In the following we show how the guidance may be used when applied to two real-world use-cases. The first one is a diagnostic use case that monitors the condition inside a disk stack separator [54]. Domain knowledge was available in a semi-formal form which was converted into standard techniques and logic rules at the knowledge conversion level. From the guidance suggestions, pre-processing, feature engineering, and hypothesis space definition were applied to develop the ML model. Standard techniques and logic rules were applied to pre-process the data, and then a human decision was taken to detect suitable features and set a hypothesis space. Among the models suggested by the guidance, the highest accuracy was achieved by random forest (RF), which is 91.27%.
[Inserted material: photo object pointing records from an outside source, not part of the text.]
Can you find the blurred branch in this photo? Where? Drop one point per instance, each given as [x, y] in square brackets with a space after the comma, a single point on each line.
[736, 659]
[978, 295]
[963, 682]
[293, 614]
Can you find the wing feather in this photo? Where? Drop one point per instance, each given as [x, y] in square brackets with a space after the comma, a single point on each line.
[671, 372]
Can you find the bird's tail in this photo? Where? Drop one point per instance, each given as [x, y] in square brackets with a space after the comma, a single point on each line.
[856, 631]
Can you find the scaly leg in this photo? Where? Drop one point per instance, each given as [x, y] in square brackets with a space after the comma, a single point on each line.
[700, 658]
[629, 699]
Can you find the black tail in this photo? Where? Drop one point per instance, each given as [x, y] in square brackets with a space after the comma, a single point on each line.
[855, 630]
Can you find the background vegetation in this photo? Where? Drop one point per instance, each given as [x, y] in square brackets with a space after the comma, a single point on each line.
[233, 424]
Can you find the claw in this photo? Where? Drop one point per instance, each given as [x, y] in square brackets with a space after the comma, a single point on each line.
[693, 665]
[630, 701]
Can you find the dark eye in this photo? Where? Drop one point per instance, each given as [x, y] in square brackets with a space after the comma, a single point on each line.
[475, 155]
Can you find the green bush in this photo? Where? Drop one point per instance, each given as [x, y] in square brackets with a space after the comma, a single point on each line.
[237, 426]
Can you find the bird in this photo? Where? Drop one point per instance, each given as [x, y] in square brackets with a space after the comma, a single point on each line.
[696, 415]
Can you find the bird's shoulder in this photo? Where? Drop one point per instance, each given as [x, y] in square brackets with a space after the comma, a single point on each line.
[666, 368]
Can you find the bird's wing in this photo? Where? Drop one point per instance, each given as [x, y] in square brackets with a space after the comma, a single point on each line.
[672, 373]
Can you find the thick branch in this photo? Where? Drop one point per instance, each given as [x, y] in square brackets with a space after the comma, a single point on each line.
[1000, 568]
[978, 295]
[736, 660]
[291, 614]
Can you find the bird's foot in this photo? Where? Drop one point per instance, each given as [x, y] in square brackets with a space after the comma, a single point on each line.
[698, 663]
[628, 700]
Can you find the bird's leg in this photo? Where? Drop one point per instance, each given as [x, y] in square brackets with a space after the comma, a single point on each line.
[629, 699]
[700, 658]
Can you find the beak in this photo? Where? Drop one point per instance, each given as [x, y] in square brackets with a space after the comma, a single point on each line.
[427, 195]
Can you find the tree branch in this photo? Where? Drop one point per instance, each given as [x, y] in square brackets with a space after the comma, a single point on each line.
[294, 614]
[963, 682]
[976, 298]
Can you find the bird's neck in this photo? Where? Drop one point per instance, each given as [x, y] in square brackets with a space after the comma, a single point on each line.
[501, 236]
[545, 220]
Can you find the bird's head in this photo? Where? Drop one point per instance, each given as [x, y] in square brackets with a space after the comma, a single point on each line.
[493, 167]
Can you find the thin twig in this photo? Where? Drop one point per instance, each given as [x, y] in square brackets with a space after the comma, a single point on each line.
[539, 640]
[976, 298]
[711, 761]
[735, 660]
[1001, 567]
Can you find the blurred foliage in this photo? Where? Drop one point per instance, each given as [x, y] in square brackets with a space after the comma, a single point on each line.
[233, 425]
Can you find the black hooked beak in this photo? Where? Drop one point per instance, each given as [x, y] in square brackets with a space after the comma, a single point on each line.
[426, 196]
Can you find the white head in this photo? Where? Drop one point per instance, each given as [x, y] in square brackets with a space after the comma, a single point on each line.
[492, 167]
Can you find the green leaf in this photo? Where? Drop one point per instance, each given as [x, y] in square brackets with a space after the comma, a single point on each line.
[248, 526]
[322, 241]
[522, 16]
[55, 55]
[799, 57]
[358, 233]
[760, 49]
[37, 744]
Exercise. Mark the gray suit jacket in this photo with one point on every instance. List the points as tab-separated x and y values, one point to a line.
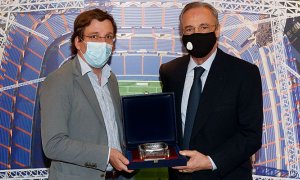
73	130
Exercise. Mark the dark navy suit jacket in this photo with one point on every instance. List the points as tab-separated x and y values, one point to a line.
228	124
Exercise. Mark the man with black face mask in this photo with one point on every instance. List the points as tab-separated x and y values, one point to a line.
219	107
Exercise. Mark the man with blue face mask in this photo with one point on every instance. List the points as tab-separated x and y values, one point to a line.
218	101
80	106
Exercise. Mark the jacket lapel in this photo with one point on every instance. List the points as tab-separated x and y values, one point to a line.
114	93
87	88
212	89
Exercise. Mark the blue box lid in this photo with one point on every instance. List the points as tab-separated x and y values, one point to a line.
149	118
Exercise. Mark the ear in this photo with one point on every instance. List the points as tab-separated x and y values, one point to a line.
218	31
77	43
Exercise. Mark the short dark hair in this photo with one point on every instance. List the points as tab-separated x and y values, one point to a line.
192	5
84	19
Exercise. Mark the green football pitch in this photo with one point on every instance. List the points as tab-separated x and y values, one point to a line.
139	87
142	87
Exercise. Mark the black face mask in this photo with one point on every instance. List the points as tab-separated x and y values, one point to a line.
199	44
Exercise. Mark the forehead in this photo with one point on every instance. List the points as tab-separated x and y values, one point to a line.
100	27
198	15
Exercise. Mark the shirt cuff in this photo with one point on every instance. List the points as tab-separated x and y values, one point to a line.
212	163
108	156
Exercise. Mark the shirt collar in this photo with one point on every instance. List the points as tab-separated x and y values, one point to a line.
206	65
85	68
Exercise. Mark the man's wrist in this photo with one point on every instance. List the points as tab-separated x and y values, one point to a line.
213	165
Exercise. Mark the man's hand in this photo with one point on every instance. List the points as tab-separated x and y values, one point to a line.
118	161
197	161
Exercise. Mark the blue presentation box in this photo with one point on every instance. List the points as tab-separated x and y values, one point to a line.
150	118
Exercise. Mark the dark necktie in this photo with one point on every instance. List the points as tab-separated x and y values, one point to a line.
192	106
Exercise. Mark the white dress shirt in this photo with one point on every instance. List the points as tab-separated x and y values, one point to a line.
105	103
188	85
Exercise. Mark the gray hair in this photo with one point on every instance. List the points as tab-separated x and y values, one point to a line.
197	4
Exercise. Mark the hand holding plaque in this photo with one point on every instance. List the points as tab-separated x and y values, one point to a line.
153	151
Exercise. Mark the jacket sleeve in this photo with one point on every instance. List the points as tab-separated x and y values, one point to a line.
56	106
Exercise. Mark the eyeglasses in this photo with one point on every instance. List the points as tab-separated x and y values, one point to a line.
202	28
95	37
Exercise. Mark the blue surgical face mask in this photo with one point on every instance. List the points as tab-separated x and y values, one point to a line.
97	53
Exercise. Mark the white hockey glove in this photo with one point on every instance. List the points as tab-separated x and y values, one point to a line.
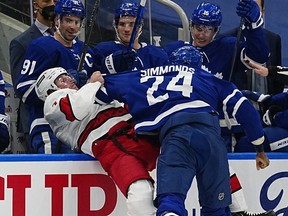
4	132
119	61
268	117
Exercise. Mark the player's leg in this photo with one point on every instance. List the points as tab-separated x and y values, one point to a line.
129	174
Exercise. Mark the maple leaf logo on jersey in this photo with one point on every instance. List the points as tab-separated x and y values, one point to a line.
54	104
219	75
205	68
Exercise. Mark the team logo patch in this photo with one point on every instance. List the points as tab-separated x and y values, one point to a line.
221	196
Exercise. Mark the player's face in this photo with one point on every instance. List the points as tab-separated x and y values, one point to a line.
65	81
125	28
202	35
70	27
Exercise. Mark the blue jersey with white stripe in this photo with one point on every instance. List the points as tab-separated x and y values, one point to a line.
2	94
218	55
44	53
147	55
155	94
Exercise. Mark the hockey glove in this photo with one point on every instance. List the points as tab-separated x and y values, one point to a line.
80	77
4	132
260	101
268	117
249	10
120	61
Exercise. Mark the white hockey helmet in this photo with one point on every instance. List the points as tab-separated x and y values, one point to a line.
46	82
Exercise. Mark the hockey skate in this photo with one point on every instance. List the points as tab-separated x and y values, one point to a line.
244	213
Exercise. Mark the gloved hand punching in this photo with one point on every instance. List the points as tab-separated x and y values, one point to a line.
80	77
249	10
260	101
268	117
4	132
119	61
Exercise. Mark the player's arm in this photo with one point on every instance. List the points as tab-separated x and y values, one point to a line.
255	47
4	121
16	52
235	104
35	62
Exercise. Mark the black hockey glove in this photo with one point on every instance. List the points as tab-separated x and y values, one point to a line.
80	77
120	61
268	117
4	132
249	10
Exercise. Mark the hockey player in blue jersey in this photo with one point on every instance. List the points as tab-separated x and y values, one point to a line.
4	122
114	55
64	49
275	113
218	54
205	23
181	103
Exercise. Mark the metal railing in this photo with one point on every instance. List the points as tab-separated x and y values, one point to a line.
15	13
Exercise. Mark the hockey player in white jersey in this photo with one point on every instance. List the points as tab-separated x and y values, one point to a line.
180	103
115	56
64	49
103	131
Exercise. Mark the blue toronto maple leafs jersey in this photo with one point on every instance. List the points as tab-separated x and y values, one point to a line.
155	94
218	55
44	53
2	94
147	55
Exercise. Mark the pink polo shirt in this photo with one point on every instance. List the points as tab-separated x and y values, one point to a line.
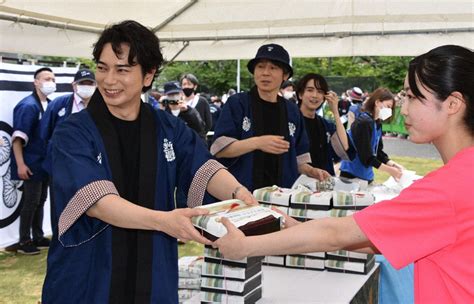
431	223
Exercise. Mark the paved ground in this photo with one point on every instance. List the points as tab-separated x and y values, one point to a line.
404	147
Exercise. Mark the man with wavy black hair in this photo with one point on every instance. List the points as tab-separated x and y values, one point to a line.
116	166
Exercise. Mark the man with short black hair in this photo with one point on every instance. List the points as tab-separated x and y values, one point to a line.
116	166
29	151
175	105
189	85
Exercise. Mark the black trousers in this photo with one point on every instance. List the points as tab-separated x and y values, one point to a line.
31	215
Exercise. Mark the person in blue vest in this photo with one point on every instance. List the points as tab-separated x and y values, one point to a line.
356	97
29	151
61	107
260	136
116	166
366	134
329	141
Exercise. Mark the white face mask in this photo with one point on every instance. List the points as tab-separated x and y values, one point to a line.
288	95
175	112
385	113
48	87
85	91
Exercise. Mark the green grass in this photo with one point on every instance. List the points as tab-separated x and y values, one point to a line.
421	166
22	277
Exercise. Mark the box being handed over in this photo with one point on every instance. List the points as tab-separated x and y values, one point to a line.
252	220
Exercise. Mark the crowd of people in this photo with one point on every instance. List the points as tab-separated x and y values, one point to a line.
125	174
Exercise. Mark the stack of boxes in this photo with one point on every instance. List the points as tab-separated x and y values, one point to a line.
316	200
344	204
189	284
233	281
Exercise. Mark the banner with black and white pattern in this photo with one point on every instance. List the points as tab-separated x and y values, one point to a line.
16	82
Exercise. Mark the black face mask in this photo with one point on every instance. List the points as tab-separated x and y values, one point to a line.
188	91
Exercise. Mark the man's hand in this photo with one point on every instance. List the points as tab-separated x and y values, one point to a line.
24	172
231	245
289	221
273	144
318	174
332	101
244	195
177	223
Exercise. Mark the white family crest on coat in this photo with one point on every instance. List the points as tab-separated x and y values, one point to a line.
62	112
246	124
168	150
291	128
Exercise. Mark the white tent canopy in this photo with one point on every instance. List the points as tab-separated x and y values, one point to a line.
226	29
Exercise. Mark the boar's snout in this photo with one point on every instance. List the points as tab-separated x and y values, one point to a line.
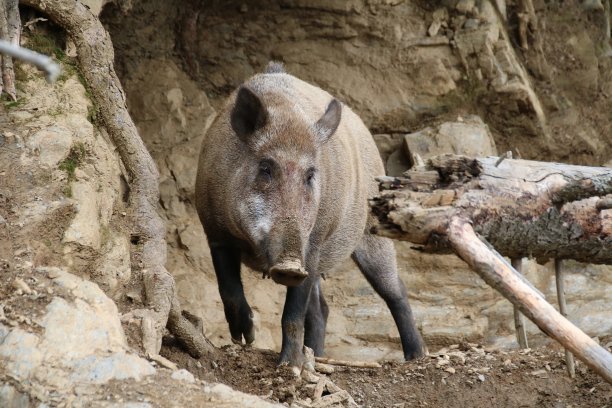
289	272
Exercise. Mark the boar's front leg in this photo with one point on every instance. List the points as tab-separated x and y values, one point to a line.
226	260
294	314
316	320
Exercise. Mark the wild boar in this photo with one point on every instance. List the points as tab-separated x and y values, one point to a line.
284	175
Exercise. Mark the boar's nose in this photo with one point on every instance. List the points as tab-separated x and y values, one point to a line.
288	272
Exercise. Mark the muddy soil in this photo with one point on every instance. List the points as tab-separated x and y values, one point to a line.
463	375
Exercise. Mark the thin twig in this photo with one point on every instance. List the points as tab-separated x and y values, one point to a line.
519	321
346	363
569	357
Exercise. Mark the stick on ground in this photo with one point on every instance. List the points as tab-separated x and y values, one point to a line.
569	357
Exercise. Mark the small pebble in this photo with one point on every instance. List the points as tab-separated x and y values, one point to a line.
182	375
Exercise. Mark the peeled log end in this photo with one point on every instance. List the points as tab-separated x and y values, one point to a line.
288	273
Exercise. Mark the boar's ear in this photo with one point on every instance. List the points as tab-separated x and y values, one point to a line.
328	123
248	114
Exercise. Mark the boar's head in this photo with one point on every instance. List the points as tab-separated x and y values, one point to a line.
281	172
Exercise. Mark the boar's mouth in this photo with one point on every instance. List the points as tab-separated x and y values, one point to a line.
288	272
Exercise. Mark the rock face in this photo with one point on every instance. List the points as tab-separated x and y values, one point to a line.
61	214
451	303
81	341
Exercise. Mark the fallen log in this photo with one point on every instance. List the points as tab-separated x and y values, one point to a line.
484	208
523	208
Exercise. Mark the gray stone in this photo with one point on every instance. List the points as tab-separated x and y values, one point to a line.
51	145
20	353
11	398
470	137
183	375
397	163
118	366
465	6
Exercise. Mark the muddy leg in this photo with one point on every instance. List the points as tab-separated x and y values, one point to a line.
375	257
316	320
294	314
238	314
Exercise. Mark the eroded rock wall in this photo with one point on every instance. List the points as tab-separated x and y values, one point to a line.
398	64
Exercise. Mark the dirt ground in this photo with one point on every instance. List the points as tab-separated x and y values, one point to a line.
465	375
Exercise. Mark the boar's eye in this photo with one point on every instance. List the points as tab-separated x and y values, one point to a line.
265	169
310	173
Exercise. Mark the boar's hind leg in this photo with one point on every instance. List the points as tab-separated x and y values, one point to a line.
238	314
375	257
316	320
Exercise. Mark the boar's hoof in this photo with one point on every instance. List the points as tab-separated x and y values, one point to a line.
288	273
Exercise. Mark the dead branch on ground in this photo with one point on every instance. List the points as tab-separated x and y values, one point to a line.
95	56
520	208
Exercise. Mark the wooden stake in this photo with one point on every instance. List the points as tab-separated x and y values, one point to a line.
498	273
359	364
569	357
519	322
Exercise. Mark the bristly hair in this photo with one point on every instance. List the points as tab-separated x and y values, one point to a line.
275	67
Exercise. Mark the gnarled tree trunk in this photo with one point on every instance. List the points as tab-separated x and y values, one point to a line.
96	57
519	208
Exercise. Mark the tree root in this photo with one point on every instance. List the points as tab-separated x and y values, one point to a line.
95	56
10	30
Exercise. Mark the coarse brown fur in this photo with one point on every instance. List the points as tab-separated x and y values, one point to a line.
283	180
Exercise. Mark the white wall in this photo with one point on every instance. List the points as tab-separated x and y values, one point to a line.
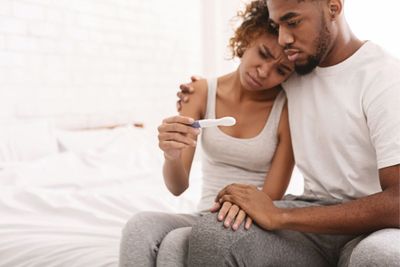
102	57
376	21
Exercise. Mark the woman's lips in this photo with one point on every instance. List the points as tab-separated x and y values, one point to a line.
254	81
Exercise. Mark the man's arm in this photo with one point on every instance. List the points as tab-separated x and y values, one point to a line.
366	214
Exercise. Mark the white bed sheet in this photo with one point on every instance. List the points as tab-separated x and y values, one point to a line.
68	209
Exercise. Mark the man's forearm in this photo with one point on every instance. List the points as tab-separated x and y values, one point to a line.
363	215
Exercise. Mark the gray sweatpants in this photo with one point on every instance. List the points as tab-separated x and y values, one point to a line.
156	239
210	244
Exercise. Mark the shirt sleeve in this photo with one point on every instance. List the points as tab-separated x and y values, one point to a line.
382	110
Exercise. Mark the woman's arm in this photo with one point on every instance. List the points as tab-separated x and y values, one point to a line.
278	177
276	182
178	140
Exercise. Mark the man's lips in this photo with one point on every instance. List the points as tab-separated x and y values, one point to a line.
292	54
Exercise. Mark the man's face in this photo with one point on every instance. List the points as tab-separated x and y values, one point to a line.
303	29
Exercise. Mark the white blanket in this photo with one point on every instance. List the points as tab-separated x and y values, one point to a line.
68	209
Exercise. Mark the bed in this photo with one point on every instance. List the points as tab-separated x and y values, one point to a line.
65	195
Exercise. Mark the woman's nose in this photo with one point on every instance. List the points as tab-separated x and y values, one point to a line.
263	70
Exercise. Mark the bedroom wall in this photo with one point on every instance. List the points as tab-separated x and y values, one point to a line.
93	62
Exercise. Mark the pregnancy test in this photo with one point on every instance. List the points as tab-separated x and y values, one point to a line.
225	121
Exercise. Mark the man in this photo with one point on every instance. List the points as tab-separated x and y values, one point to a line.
344	112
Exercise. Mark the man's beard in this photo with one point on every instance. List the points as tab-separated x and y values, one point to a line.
322	45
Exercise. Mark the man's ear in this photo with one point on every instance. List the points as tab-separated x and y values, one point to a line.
335	8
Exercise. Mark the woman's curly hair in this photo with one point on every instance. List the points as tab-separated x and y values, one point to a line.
255	21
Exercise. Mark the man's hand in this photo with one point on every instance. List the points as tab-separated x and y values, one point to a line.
231	213
185	91
255	203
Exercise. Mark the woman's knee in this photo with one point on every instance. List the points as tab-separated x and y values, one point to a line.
380	248
174	247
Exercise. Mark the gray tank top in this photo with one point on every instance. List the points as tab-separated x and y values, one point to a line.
226	159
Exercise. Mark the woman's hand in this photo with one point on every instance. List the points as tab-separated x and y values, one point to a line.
232	215
176	133
256	203
185	91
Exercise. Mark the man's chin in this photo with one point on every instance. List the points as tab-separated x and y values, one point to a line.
303	69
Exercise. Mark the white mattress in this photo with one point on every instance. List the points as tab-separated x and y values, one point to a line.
68	209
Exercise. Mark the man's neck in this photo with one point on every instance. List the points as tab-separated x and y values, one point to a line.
345	45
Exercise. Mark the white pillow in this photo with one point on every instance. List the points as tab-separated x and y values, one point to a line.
26	140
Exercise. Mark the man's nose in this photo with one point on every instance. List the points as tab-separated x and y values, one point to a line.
264	69
285	37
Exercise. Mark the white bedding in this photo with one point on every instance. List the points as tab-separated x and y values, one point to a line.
68	209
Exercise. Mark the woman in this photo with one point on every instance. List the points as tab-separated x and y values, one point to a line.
256	150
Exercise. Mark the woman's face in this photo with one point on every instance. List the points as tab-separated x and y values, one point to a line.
263	64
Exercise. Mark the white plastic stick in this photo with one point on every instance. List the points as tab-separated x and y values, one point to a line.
225	121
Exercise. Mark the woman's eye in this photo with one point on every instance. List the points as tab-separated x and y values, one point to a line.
281	72
263	54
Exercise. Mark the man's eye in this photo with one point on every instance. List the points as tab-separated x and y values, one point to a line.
293	23
274	28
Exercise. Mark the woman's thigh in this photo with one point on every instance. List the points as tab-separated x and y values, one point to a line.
143	234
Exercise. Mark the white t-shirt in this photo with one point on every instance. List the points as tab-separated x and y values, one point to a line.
345	123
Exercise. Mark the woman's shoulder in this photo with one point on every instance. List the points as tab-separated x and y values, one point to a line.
196	105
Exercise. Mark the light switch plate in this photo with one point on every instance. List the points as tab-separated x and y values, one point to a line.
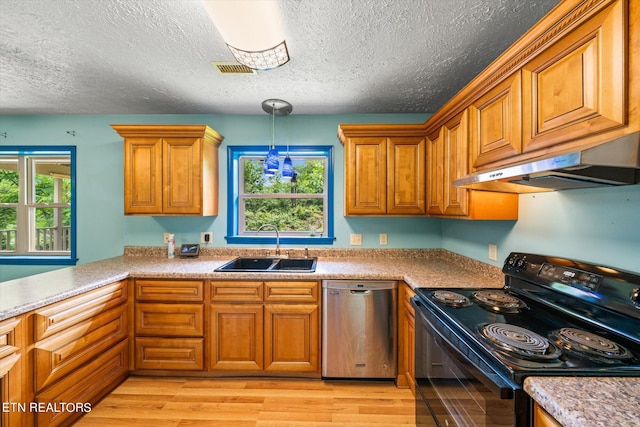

The second use case is a predictive use case where we used the NASA IMS bearing dataset [55] to predict outer race defects of bearing 1 to estimate its remaining useful life. Here, the domain knowledge was available in an informal form. Pre-processing, feature engineering, and hypothesis space definition were used as knowledge injection phases as suggested by the guidance. In the knowledge conversion level, FFT was used as a standard technique to transform informal knowledge and perform pre-processing. Besides, human decisions were made to conduct feature engineering and define the hypothesis space. Among the suggested models, SVR performed best with a root mean square error of 0.12.

5 Discussion

The evaluation has shown that, by using the guidance, it is possible to quickly select suitable knowledge injection phases and ML algorithms for PdM use cases. It does not guarantee that the suggestions will be the best as the performance of any ML model also depends on the underlying systems and data, including their quality, quantity and type. Choosing one over another mainly depends on the users with regard to the selected use case. However, the users can get ideas and/or a starting point on how to create models for PdM use cases with the injection of domain knowledge. The guidance assists its users both in a direct and indirect way. Directly, the users get suggestions of suitable phases and probably suitable models. Indirectly, the users can get additional ideas from the knowledge injection framework on different further possibilities to inject domain knowledge. At this moment, the knowledge base lacks sufficient use case examples for some of the criteria. For instance, prescriptive analytics contains fewer use cases as the current literature contains fewer examples in this area. This limits the guidance’s ability to give reliable suggestions for this type of use case. Also, the knowledge base has not covered examples for each possible form of domain knowledge and has not the same number of use cases for the conversions. To overcome these problems and to improve the guidance suggestions, it is required to analyze more use cases.

6 Conclusion

This paper presents a guidance which assists its users to inject domain knowledge in ML models for PdM use cases. It suggests possible injection phases and suitable ML algorithms with the analytics type and the form of domain knowledge as input. It is based on a literature study, in which 50 PdM use cases were analyzed. The recommendation of the guidance has been applied to two PdM use cases and delivered a good result in both cases. In its current form, the underlying knowledge base does not contain a balanced amount of use cases in every category. For more reliable suggestions, more use cases should be investigated in the future which are related to the lesser represented categories.